Illegally obtained training content
Both suits allege that the AI systems illegally acquired datasets containing the books from so-called “shadow library” websites Bibliotik, Library Genesis, Z-Library, and others. The Meta suit claims that Llama used ThePile, which is a copy of the better-known Bibliotik. These illegal libraries make books available to AI in bulk using torrent technology.
The plaintiffs argue in the Meta case that Llama did not cite copyright information when prompted to reproduce the content in the authors’ books.

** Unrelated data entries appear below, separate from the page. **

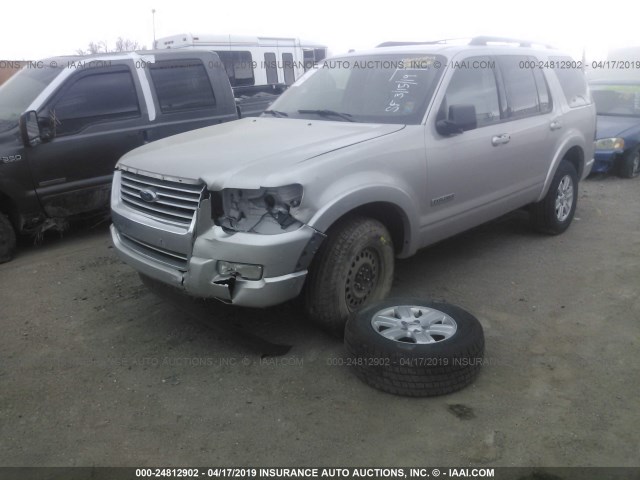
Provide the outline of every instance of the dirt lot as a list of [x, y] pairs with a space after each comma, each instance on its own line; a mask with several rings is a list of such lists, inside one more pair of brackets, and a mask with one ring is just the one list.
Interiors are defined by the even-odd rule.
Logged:
[[639, 205], [589, 180], [564, 235], [515, 213], [400, 262], [393, 294], [485, 328], [478, 380], [431, 399], [361, 383], [295, 304], [149, 293], [106, 225], [24, 245], [0, 265], [0, 465], [637, 466]]

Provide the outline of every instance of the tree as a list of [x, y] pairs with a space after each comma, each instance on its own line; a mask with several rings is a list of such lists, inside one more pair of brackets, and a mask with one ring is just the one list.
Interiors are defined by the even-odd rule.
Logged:
[[107, 46], [107, 42], [89, 42], [86, 50], [79, 48], [78, 50], [76, 50], [76, 53], [78, 55], [92, 55], [95, 53], [132, 52], [134, 50], [146, 49], [146, 45], [140, 45], [135, 40], [118, 37], [118, 39], [116, 40], [116, 46], [112, 49]]
[[113, 51], [114, 52], [133, 52], [135, 50], [146, 50], [146, 49], [147, 47], [145, 45], [140, 45], [138, 42], [134, 40], [118, 37], [118, 40], [116, 40], [116, 48]]

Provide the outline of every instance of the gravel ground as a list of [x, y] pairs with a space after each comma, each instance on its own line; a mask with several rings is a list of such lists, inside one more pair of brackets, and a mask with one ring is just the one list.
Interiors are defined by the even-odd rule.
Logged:
[[106, 224], [22, 245], [0, 265], [0, 466], [638, 466], [638, 205], [638, 180], [596, 178], [564, 235], [518, 212], [400, 261], [393, 295], [485, 329], [477, 381], [429, 399], [361, 383], [295, 303], [152, 294]]

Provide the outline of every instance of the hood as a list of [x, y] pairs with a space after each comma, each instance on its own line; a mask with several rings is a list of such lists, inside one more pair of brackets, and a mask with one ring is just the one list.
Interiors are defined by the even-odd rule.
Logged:
[[124, 155], [119, 164], [202, 180], [211, 190], [258, 188], [281, 169], [402, 130], [404, 125], [245, 118], [168, 137]]
[[617, 115], [598, 115], [598, 133], [600, 138], [625, 137], [640, 132], [640, 117]]

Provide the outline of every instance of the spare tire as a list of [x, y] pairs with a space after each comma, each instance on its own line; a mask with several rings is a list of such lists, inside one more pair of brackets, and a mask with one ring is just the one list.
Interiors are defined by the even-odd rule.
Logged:
[[390, 298], [347, 322], [349, 364], [370, 386], [396, 395], [429, 397], [455, 392], [483, 364], [482, 325], [448, 303]]

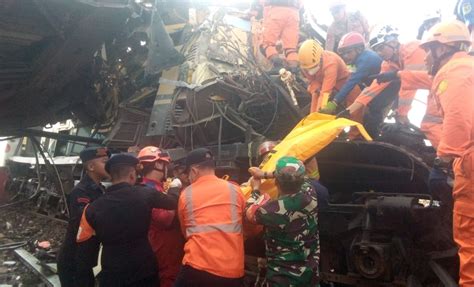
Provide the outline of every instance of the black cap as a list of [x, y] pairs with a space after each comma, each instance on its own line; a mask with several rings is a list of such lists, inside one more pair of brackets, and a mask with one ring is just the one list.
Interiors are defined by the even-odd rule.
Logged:
[[110, 151], [103, 146], [88, 147], [83, 149], [79, 154], [82, 163], [104, 156], [110, 157]]
[[212, 152], [208, 150], [207, 148], [197, 148], [195, 150], [192, 150], [188, 155], [186, 156], [186, 172], [189, 172], [189, 169], [191, 168], [192, 165], [200, 165], [200, 166], [208, 166], [208, 167], [214, 167], [214, 156], [212, 155]]
[[136, 167], [138, 164], [138, 159], [129, 153], [119, 153], [113, 155], [105, 164], [105, 171], [110, 173], [110, 169], [113, 166], [129, 166], [129, 167]]

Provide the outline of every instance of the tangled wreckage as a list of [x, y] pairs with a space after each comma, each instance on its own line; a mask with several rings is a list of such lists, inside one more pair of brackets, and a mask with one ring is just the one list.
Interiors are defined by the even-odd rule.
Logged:
[[[218, 173], [246, 180], [256, 147], [308, 111], [304, 81], [268, 72], [260, 24], [237, 8], [179, 1], [0, 3], [0, 130], [10, 201], [66, 218], [78, 152], [153, 143], [174, 159], [208, 146]], [[302, 38], [324, 39], [306, 19]], [[61, 122], [51, 126], [50, 123]], [[47, 125], [48, 128], [38, 128]], [[449, 198], [428, 191], [434, 151], [415, 129], [318, 154], [324, 282], [456, 286]]]

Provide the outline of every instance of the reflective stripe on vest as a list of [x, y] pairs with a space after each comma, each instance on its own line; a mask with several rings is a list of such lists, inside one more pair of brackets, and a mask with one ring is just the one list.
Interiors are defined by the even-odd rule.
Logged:
[[425, 115], [423, 117], [423, 122], [425, 122], [425, 123], [434, 123], [434, 124], [442, 124], [443, 123], [443, 118], [438, 117], [438, 116], [433, 116], [433, 115]]
[[238, 204], [237, 204], [237, 189], [231, 183], [227, 183], [230, 192], [230, 218], [231, 223], [221, 223], [221, 224], [196, 224], [196, 219], [194, 218], [194, 209], [193, 209], [193, 191], [192, 187], [188, 186], [184, 190], [184, 200], [186, 205], [186, 212], [188, 214], [189, 227], [186, 227], [186, 236], [190, 236], [195, 233], [206, 233], [206, 232], [215, 232], [221, 231], [225, 233], [240, 233], [242, 232], [242, 223], [239, 222], [238, 217]]

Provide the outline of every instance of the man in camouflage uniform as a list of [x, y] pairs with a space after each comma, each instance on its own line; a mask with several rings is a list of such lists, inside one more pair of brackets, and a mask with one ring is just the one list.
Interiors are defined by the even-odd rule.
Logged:
[[267, 286], [318, 286], [316, 191], [304, 180], [304, 164], [294, 157], [279, 159], [274, 175], [279, 198], [260, 194], [259, 180], [252, 179], [246, 208], [247, 220], [265, 226]]
[[336, 52], [342, 36], [349, 32], [357, 32], [369, 42], [369, 24], [359, 12], [346, 11], [345, 1], [335, 0], [330, 5], [334, 22], [329, 26], [326, 36], [326, 50]]

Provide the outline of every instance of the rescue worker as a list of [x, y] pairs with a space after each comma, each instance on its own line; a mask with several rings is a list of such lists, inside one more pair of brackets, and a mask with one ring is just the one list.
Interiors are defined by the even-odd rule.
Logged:
[[[138, 160], [143, 166], [142, 184], [164, 193], [163, 183], [167, 179], [171, 160], [169, 154], [157, 147], [147, 146], [138, 153]], [[173, 286], [184, 254], [184, 238], [176, 210], [153, 209], [148, 240], [158, 262], [159, 286]]]
[[[324, 51], [315, 40], [306, 40], [301, 44], [298, 59], [303, 75], [308, 79], [308, 92], [311, 94], [310, 112], [325, 108], [331, 95], [341, 90], [349, 79], [350, 71], [336, 53]], [[360, 93], [355, 86], [345, 101], [349, 106]]]
[[[148, 242], [153, 208], [176, 209], [180, 182], [171, 183], [168, 194], [144, 186], [135, 186], [138, 159], [130, 154], [111, 157], [105, 170], [112, 186], [88, 205], [77, 233], [79, 270], [94, 266], [97, 250], [93, 241], [102, 243], [100, 286], [150, 286], [157, 283], [156, 258]], [[82, 274], [82, 273], [80, 273]], [[77, 286], [85, 279], [78, 276]]]
[[217, 178], [205, 148], [186, 157], [191, 185], [181, 193], [178, 215], [183, 234], [183, 266], [175, 286], [242, 286], [245, 199], [239, 186]]
[[[425, 70], [425, 52], [420, 48], [418, 41], [401, 44], [398, 41], [398, 30], [390, 25], [383, 26], [375, 31], [374, 37], [370, 40], [370, 48], [374, 50], [383, 59], [380, 75], [374, 77], [371, 85], [365, 88], [357, 97], [355, 102], [348, 108], [352, 115], [368, 106], [373, 100], [377, 99], [376, 105], [372, 103], [372, 116], [365, 117], [364, 126], [376, 134], [380, 124], [383, 122], [388, 109], [396, 100], [396, 92], [382, 91], [389, 88], [391, 82], [396, 82], [391, 89], [397, 91], [400, 89], [400, 81], [397, 78], [397, 72], [402, 70], [423, 71]], [[398, 92], [397, 122], [408, 124], [408, 112], [411, 103], [415, 97], [416, 91], [400, 89]], [[367, 121], [370, 120], [370, 122]]]
[[304, 175], [300, 160], [280, 158], [275, 168], [276, 200], [261, 195], [260, 181], [252, 180], [245, 214], [250, 222], [265, 226], [265, 286], [318, 286], [318, 200]]
[[[58, 276], [61, 286], [78, 286], [76, 284], [77, 244], [76, 234], [81, 221], [84, 207], [98, 199], [104, 193], [105, 188], [101, 180], [108, 178], [105, 171], [105, 163], [109, 159], [109, 151], [106, 147], [85, 148], [79, 154], [84, 169], [81, 181], [72, 189], [68, 199], [69, 222], [63, 245], [58, 253]], [[95, 246], [99, 248], [98, 245]], [[92, 268], [84, 274], [87, 280], [84, 287], [94, 286], [94, 273]]]
[[274, 67], [284, 66], [277, 51], [281, 40], [286, 64], [298, 67], [297, 45], [299, 38], [301, 0], [259, 0], [263, 7], [263, 39], [260, 49]]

The authors also argue that they did not give copyright consent to use the books as training materials. The authors also claim six counts of copyright violations and unjust enrichment, unfair competition, and negligence. They seek statutory damages, restitution of profits and more.
Motion to dismiss ruling with a caveat
On November 9, federal judge Vince Chhabria ruled to grant Meta’s motion to dismiss allegations that text generated by Llama infringes on their copyrights. Still, he indicated that the plaintiffs were welcome to amend their claims.
Judge Chhabria allowed the core argument that the books were used to train Llama but told attorneys for the authors that their other arguments do not stand up. Chhabria noted at one point that the plaintiffs’ work and Llama’s language model would need to be substantially similar, which they are not, for the lawsuit to be successful. The judge then permitted the plaintiffs to amend most of their claims.
While this firm is not directly involved in these cases, watch this space for more on this quickly-moving issue.